Las mamadas de Pablo Iglesias

Como no somos serios no tenemos solución.No hay derecho a que se lancen así contra un auténtico líder del progresismo, faro y guía de postmodernidades comunistoides y ecoclimáticas. No hay derecho a que, después de unas enjundiosas intervenciones aderezadas con un estudiado aliño indumentario (con corbatilla incluida), lo que al final vaya a quedar en el recuerdo de muchos sufridos espectadores que soportamos el debate electoral, sea un simple desliz, un lapsus semántico o mental: una ingenua confusión que le hubiera podido suceder a cualquiera que divida sus horas entre mítines, cambio de pañales y turnos de lactancia.

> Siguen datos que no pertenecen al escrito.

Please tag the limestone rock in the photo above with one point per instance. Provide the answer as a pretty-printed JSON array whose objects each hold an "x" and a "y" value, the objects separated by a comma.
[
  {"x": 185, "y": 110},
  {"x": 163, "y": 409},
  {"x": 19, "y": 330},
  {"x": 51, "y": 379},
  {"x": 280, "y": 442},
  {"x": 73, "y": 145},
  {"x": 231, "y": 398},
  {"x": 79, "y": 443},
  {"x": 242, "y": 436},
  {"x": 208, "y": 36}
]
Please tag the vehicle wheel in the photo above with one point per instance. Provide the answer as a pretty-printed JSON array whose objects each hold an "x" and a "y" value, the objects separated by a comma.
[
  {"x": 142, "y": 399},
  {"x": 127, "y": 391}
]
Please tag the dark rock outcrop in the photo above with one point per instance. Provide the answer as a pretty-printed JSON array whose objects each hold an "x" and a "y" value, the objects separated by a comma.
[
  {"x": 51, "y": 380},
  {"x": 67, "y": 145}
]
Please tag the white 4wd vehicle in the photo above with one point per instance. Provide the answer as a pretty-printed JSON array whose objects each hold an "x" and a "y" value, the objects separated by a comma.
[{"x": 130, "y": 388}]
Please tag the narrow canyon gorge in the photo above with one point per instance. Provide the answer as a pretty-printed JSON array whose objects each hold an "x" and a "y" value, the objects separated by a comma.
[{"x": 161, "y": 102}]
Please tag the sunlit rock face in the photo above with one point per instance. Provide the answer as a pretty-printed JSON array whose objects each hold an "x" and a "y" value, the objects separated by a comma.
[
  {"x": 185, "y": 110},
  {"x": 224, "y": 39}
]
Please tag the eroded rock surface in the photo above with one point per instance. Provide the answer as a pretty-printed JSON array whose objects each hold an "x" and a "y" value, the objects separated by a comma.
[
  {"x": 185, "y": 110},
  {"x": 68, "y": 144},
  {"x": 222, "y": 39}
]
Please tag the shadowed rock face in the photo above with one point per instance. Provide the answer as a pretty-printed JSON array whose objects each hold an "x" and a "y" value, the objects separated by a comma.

«Hay que dar la razón a las mujeres que están escandalizadas con lo que hemos visto… en tantas mamadas, en tantas manadas».

Y quizás por la intensidad con que se lo toma todo, no muchas horas antes de este error ya había apuntado similares confusas maneras; y queriendo referirse en un mitin a los productores lácteos, dijo «productores laicos». ¡Qué líos de conciliación laboral y familiar! Vale que nuestros políticos sean la leche, pero reconozcamos que les tratamos con excesivo mamoneo.

(Hay malpensados que interpretan el lapsus con un sentido menos inocente, pero eso encajaría mal con nuestro candoroso personaje).